EU Smart Contract “Kill Switch” Mandate Won’t Kill Crypto

On March 14, the European Parliament voted for new data controls to be included in a major bill designed to address data privacy without stifling innovation. A new clause in the bill known as the Data Act requires all smart contracts to include a “kill switch”.

In the IT world, administrators typically use the kill switch mechanism to shut down a device, network, or software in the event of a security threat. In a smart contract setting, a kill switch can either destroy the contract or deploy a stop, update, and re-release of the contract in the event of a major failure or breach.

Shahar Shamai is Chief Technology Officer and co-founder of GK8a crypto self-custody platform.

While the intent of the regulators was to give people more protection over their own personal information, the move has raised concerns in the Web3 community. Some fear that a kill switch mandate will curb the decentralization of smart contracts by giving one person or group of people the power to shut down operations.

Others argue that this kill switch provision will lead to unavoidable security flaws.

Some people may remember an incident that occurred in August when decentralized exchange (DEX) OptiFi accidentally activated a kill switch to its mainnet, causing it to be permanently shut down and lose $661,000 worth of USDC stablecoin tokens. this kill switch was not used in a smart contract setting, it sheds light on the risks that classic kill switches create for crypto-related businesses and projects.

Many smart contracts can store value rather than simply representing ownership of assets located elsewhere. As such, activating a kill switch that actually destroys the smart contract will essentially wipe out all the value held, and should not be used. What’s the point of protecting consumers with a kill switch if you lose all the value stored in the smart contract?

I also share the concern for safeguarding decentralisation, mostly because decentralization is a crucial safeguard for the community’s values. We have all witnessed cybercriminals zeroing in on centralization points for hacking purposes because these centralization points give them access to multiple assets in one fell swoop.

Nevertheless, it is important to remember a few things. First of all, some smart contracts already include some form of a kill switch, and many users probably don’t even know it. Second, there are clear advantages to deploying such functionality into a smart contract, especially considering that there are ways to minimize centralization while maximizing security.

A kill switch’s form, application and function can vary drastically depending on the industry and business, or even the type of device. For blockchain-based businesses, projects and protocols operating within EU territory, perhaps the most important place to start is what kind of smart contract breakers make the most sense for users and regulators.

The term “kill switch” immediately brings to mind a self-destruct button. But the language of the data act is currently vague. Instead of a self-destruct button, consider the option of a pause function. The pause functionality, unlike a classic kill switch, will not completely wipe out the smart contract (and its value) because it can be resumed.

For example, if a smart contract is compromised, the contract administrator can use the pause function, which essentially freezes the smart contract. After the situation is rectified and stabilized, the interrupt functionality can be activated and resume the smart contract.

The pause functionality is not uncommon in the blockchain and crypto space. Tether, the producer of leading stablecoin USDT, also uses the pause function, as shown in the smart contract’s code on Etherscan.

Compared to a classic kill switch mechanism, the pause function represents a better fail-safe.
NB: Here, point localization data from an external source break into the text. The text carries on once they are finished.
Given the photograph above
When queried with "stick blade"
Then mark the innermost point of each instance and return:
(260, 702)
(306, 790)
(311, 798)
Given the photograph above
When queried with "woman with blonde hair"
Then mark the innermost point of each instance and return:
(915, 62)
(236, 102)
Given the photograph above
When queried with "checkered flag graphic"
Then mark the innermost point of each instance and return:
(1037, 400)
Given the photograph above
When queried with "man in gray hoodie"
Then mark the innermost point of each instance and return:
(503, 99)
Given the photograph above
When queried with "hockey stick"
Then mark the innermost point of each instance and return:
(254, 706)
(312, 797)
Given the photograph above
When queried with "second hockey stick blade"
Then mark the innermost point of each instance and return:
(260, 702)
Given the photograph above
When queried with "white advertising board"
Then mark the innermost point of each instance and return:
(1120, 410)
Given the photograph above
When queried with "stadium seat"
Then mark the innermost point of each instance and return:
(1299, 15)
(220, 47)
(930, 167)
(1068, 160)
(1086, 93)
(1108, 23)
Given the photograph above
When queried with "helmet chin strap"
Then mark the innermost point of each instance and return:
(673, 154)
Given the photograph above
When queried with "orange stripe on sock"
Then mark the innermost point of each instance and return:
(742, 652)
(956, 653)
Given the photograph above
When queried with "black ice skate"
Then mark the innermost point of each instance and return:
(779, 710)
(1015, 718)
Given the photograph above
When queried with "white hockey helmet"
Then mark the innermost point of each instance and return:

Not only does it protect the network if caught in time, it also saves the contract – and its funds – by enabling it to resume operations.

To pause the smart contract, code administrators must use the system’s private key. However, once a private key is used online, it becomes vulnerable to cyber attacks. In theory, access to this private key could give hackers administrative rights to the entire contract and have serious implications for the immutability of smart contracts.

So how can smart contract administrators implement a pause feature without jeopardizing the security of the entire smart contract?

The answer is surprisingly simple: use different keys. One that enables the pause functionality and another that enables the cancel functionality. For added security, store these different keys in an offline manner. Separating the pause and cancel keys and storing both in a truly offline manner strengthens the security of the smart contract and eliminates potential points of failure.

This method still raises questions about centralization in crypto apps. Achieving full decentralization may not be possible under the best of circumstances, and will be even more difficult under EU rules.

However, the problems of centralized control of imposed kill switches can be greatly reduced by using a multi-signature authentication protocol. In this scenario, emergency powers to press the pause switch can be provided for immediate action (for example, in case of a hack or a bug). The interrupt switch may require a quorum approval.

This group of trusted parties or community members, given the authority to enable the pause feature, will ensure that no individual or entity has complete control over a smart contract.

Another best practice is to change the admin keys when a kill switch is applied or reversed, because the moment they are applied, they go online and therefore become vulnerable to cyber attacks.

The EU’s privacy, technology and crypto regulations have so far proven to be quite transparent and forward-looking, and with time the scope of this new “kill switch clause” will become clear. In the meantime, developers with smart contracts would do well to do their due diligence regarding the deployment of the pause functionality.

By using the pause method, separating the keys, and establishing a multi-signature authentication of the recovery button, smart contracts do not have to self-destruct in the event of a security breach, while gaining greater security and limited centralization.